L’ispettore di polizia penitenziaria venne sentito dai pm di Palermo nel 2012 e da quelli di Firenze nel 2003. A quest'ultimi aveva detto: “Quanto alle frequentazioni che il Consigliere Di Maggio aveva in quel periodo anche in relazione al suo ruolo istituzionale, rammento che (Francesco Di Maggio, ndr) frequentava il Maggiore Bonaventura del S.I.S.De, l'attuale comandante del ROS Gen. Ganzer, il colonnello Ragosa della Polizia Penitenziaria con cui erano molto amici” (...) “La abituale frequentazione con il maggiore Bonaventura era accompagnata anche dalla presenza di un'altra persona con cui si vedevano spesso a cena tutti e tre, quasi tutte le sere: questa persona veniva all'appuntamento in motorino e se non ricordo male si tratta di un civile all'epoca anch'egli nei servizi segreti. In questo momento il nome di questa persona non mi sovviene”.
Al processo Mori però, quando è stato chiamato ad identificare lo stesso uomo in motorino, è entrato in confusione tirando in un primo momento in ballo un civile che lavorava nei servizi, poi dicendo che forse si trattava dello stesso Mori.
“Un altro contatto del Consigliere Di Maggio – aggiungeva sempre a Firenze - era con il capo di gabinetto La Greca e, in ambito ministeriale con le dr.sse Di Paola e Ferraro”. In fondo al verbale di Firenze vi è scritto che “in sede di rilettura” l'Ispettore Cristella precisava che “la persona precedentemente come commensale abituale del Consigliere Di Maggio e del Maggiore Bonaventura era il Colonnello Mori del ROS”. Nel verbale veniva evidenziato che però l'Ispettore “precisava che a questo punto è un po' più incerto sul fatto di chi dei due, se cioè Bonaventura o Mori, venisse all'appuntamento in motorino”. A distanza di 9 anni l’ispettore Cristella ha affrontato direttamente il tema del carcere duro con i pm di Palermo che lo hanno interrogato quattro mesi fa. “Io ricordo che a Di Maggio fu fatta una pressione per posticipare l’applicazione dei 41bis – ha esordito Cristella nel verbale – , cioè nel senso di aspettare, prima di applicare diciamo il 41bis gli chiesero se poteva ancora attendere, io questo lo ricordo”.

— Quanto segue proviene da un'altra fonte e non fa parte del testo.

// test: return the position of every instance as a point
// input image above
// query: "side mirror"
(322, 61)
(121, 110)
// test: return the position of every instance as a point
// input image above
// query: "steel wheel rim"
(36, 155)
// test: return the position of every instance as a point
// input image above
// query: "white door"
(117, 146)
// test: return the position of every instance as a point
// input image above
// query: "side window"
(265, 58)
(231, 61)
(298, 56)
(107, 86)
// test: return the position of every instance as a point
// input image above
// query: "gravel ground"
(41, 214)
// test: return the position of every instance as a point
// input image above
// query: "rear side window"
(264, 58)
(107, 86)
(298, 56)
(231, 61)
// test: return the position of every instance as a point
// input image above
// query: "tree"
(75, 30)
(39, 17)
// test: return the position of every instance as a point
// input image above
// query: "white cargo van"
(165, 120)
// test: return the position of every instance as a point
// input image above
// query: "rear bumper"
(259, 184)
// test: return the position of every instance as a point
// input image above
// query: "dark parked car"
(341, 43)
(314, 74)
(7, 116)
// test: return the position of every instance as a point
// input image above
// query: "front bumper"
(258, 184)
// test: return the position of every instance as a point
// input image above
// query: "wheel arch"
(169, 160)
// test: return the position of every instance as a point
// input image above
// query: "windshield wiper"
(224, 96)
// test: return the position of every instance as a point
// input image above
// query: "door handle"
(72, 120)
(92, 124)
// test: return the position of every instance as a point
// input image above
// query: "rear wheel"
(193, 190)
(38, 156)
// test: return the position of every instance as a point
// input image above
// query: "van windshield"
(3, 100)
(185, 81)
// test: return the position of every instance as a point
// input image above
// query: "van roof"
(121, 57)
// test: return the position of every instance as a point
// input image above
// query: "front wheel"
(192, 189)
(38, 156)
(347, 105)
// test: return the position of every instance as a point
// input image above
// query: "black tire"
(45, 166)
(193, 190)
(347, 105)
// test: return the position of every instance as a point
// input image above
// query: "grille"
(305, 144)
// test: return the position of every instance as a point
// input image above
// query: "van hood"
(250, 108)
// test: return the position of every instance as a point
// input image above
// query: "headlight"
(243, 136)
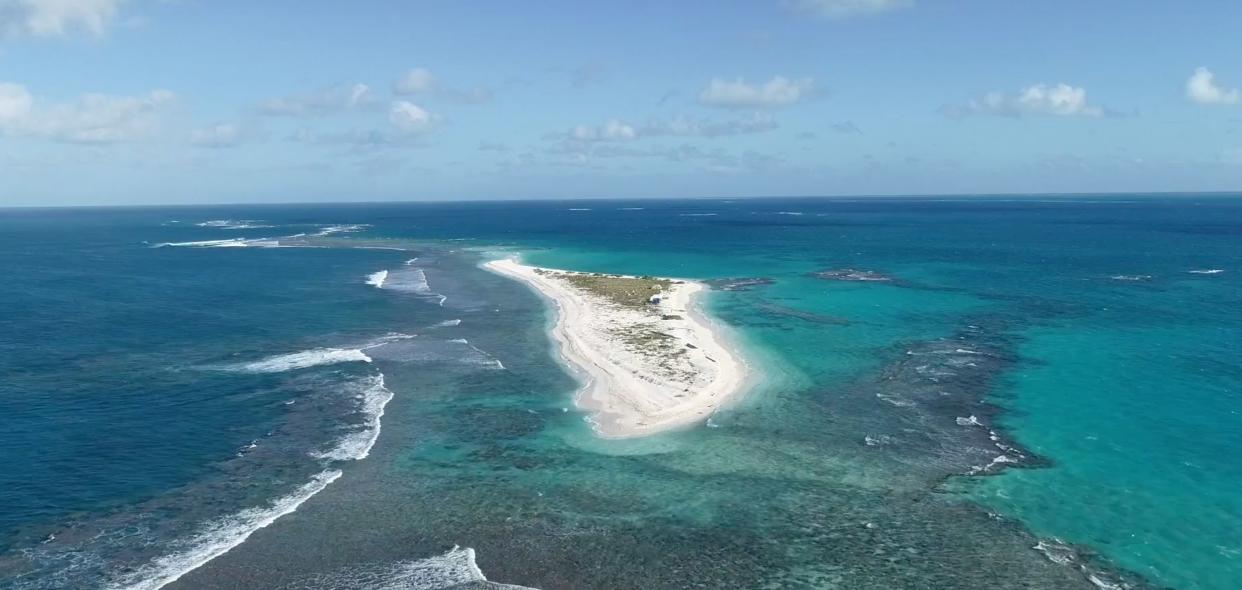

Alla domanda su chi esercitasse pressioni su Di Maggio l’ispettore ha tentennato: “… da quello che ho potuto capire, un politico siciliano, chi sia non lo so”. “…perché ebbe (Di Maggio, ndr), ebbe qualche telefonata da un politico siciliano che gli chiese esplicito se poteva attendere prima dell’applicazione del 41bis”. Dopo ulteriori tentennamenti legati alla paura di beccarsi una denuncia Cristella ha quindi fatto il nome del politico in questione: “Io dico, dico, dico di aver capito un certo Mannino…”. I pm gli hanno chiesto di capire se quel nome fosse venuto fuori nell’ambito di dialoghi. Cosa che Cristella ha confermato senza timori: “Lui ebbe con altri… credo i suoi soliti amici insomma…”. “I commensali? – hanno domandato i magistrati – Bonaventura, Mori e Ganzer?” “Si – ha replicato Cristella –, da lì poi si scatenò una, diciamo una guerra telefonica insomma che lui si imbestialì su questa storia qua, su questo…”. Alla domanda dei magistrati se tra le persone con cui si sfogava c’erano i commensali Cristella non ha manifestato dubbi: “Sicuramente, perché sicuramente i commensali erano abbastanza a conoscenza di questo, perché in quel periodo si incontrarono molto ma molto più spesso del solito”. “Con chi?” – hanno chiesto i magistrati. “Con Ganzer, Bonaventura e credo sia Mori l’altro. Si intensificarono, su parecchi fronti, anche con la dottoressa Ferraro…”. “Lui (Francesco Di Maggio, ndr) i suoi sfoghi li faceva anche con me, cioè nel senso la sera lo accompagnavo a casa insomma, salivo sopra, una sera per poco dà fuoco, dà fuoco all’appartamento perché comunque lui diceva: non possono chiedere a un figlio di un carabiniere di andare a patti con qualcosa che comunque era dall’altra parte”.